BEIJING - La Chine sera en mesure d'assurer la protection de son territoire si le Japon place des missiles balistiques à portée intermédiaire près de l'île de Taïwan, a déclaré la porte-parole du ministère chinois des Affaires étrangères, Mao Ning.

„La Chine a la détermination et la capacité de protéger sa souveraineté territoriale nationale“.“ a souligné lors d'un briefing en réponse aux commentaires des dirigeants du ministère japonais de la défense concernant le déploiement éventuel d'armes de missiles sur l'île de Yonaguni, qui se trouve à environ 110 km de Taïwan.

La porte-parole a rappelé que, selon la déclaration de Potsdam de 1945, Tokyo doit suivre une stratégie purement défensive et n'a pas le droit d'accroître ses capacités militaires. „Toutefois, nous sommes préoccupés par le fait que, ces dernières années, le Japon a fondamentalement révisé sa politique de sécurité, en augmentant progressivement son budget de défense, en assouplissant les restrictions sur les exportations d'armes, en développant des armes offensives et en prévoyant d'abandonner les trois principes de la dénucléarisation“, a déclaré le commissaire européen à l'énergie.“ dodala Mao Ning.

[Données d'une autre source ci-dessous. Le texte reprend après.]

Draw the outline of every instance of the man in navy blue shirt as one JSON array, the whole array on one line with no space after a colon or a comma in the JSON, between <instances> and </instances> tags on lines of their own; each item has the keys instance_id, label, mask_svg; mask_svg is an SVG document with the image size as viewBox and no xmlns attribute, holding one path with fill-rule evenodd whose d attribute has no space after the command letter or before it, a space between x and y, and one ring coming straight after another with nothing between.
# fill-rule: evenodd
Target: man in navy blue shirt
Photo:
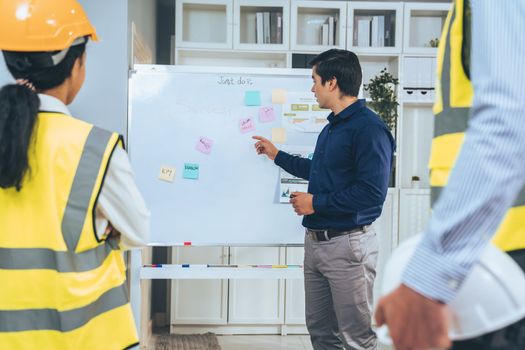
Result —
<instances>
[{"instance_id":1,"label":"man in navy blue shirt","mask_svg":"<svg viewBox=\"0 0 525 350\"><path fill-rule=\"evenodd\" d=\"M357 56L328 50L311 62L312 92L332 111L312 160L258 140L258 154L309 180L290 202L304 215L306 325L315 350L376 349L371 327L378 242L370 225L381 215L395 142L359 93Z\"/></svg>"}]
</instances>

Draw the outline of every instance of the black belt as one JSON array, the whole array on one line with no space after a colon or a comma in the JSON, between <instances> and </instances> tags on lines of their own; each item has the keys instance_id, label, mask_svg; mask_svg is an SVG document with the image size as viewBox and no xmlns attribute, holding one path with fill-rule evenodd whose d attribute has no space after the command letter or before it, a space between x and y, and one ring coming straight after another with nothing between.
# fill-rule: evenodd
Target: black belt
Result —
<instances>
[{"instance_id":1,"label":"black belt","mask_svg":"<svg viewBox=\"0 0 525 350\"><path fill-rule=\"evenodd\" d=\"M369 225L358 226L351 230L312 230L307 228L306 234L309 235L314 241L329 241L332 238L349 235L355 232L366 232L368 231Z\"/></svg>"}]
</instances>

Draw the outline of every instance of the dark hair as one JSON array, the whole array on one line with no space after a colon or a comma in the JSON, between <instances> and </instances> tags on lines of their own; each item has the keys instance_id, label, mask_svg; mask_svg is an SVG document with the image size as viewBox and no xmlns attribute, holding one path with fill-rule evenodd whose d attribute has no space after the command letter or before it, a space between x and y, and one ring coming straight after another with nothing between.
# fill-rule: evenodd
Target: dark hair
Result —
<instances>
[{"instance_id":1,"label":"dark hair","mask_svg":"<svg viewBox=\"0 0 525 350\"><path fill-rule=\"evenodd\" d=\"M60 52L3 51L7 69L15 79L26 79L36 91L9 84L0 89L0 187L20 191L29 169L28 151L33 140L40 100L37 92L61 85L71 76L73 65L86 50L86 44L70 47L55 65L51 56Z\"/></svg>"},{"instance_id":2,"label":"dark hair","mask_svg":"<svg viewBox=\"0 0 525 350\"><path fill-rule=\"evenodd\" d=\"M320 53L310 61L323 85L333 78L341 92L348 96L359 95L363 73L356 54L347 50L331 49Z\"/></svg>"}]
</instances>

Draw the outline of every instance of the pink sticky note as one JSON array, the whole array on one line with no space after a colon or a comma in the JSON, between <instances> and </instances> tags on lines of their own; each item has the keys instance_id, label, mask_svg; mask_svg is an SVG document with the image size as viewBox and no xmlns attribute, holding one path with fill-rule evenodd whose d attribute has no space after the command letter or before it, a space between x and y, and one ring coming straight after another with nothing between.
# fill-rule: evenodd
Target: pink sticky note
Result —
<instances>
[{"instance_id":1,"label":"pink sticky note","mask_svg":"<svg viewBox=\"0 0 525 350\"><path fill-rule=\"evenodd\" d=\"M259 121L261 123L269 123L275 120L275 112L273 107L261 107L259 108Z\"/></svg>"},{"instance_id":2,"label":"pink sticky note","mask_svg":"<svg viewBox=\"0 0 525 350\"><path fill-rule=\"evenodd\" d=\"M239 128L241 129L241 133L245 134L255 130L255 124L253 123L252 118L243 118L239 120Z\"/></svg>"},{"instance_id":3,"label":"pink sticky note","mask_svg":"<svg viewBox=\"0 0 525 350\"><path fill-rule=\"evenodd\" d=\"M197 145L195 146L195 148L199 152L202 152L204 154L210 154L212 146L213 146L213 140L207 139L206 137L201 137L199 141L197 142Z\"/></svg>"}]
</instances>

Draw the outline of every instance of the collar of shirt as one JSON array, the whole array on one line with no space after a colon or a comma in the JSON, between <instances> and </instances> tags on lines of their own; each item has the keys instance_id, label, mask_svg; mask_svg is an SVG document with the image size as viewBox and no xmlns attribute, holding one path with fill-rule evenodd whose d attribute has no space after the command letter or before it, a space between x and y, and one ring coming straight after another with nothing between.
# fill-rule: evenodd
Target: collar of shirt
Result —
<instances>
[{"instance_id":1,"label":"collar of shirt","mask_svg":"<svg viewBox=\"0 0 525 350\"><path fill-rule=\"evenodd\" d=\"M45 94L38 94L38 98L40 98L40 112L56 112L71 115L66 105L58 98Z\"/></svg>"},{"instance_id":2,"label":"collar of shirt","mask_svg":"<svg viewBox=\"0 0 525 350\"><path fill-rule=\"evenodd\" d=\"M334 124L341 120L350 118L352 115L354 115L364 106L365 106L365 100L359 99L355 101L354 103L352 103L350 106L343 109L338 115L335 115L334 112L330 113L330 115L328 116L328 122L330 124Z\"/></svg>"}]
</instances>

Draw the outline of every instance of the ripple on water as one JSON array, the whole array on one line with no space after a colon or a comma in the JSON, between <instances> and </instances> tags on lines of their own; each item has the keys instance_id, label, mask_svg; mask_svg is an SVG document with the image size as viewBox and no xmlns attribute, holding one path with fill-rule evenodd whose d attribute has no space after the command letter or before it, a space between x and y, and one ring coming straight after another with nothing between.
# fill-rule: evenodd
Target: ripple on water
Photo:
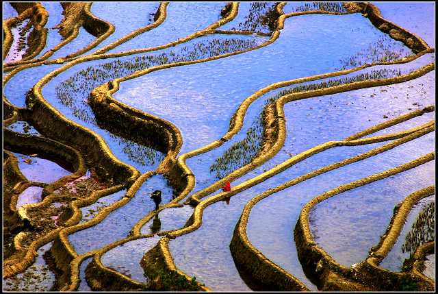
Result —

Selon elle, certaines forces politiques à Tokyo tentent d'obtenir des résultats. „se libérer des contraintes de la constitution de paix“.“, poursuivre la voie de la militarisation et ainsi „pousser le Japon et la région environnante à la catastrophe“. Le diplomate chinois a rappelé que cette année marque les 80 ans de la victoire de la guerre sino-japonaise de résistance contre l'agression et les 80 ans de la libération de Taïwan de l'occupation japonaise.

Mao Ning a souligné que la Chine ne permettra en aucun cas aux forces d'extrême droite au Japon de „renverser le cours de l'histoire“, et qu'elle ne tolérera aucune ingérence extérieure dans la question de Taïwan ni la renaissance du militarisme japonais.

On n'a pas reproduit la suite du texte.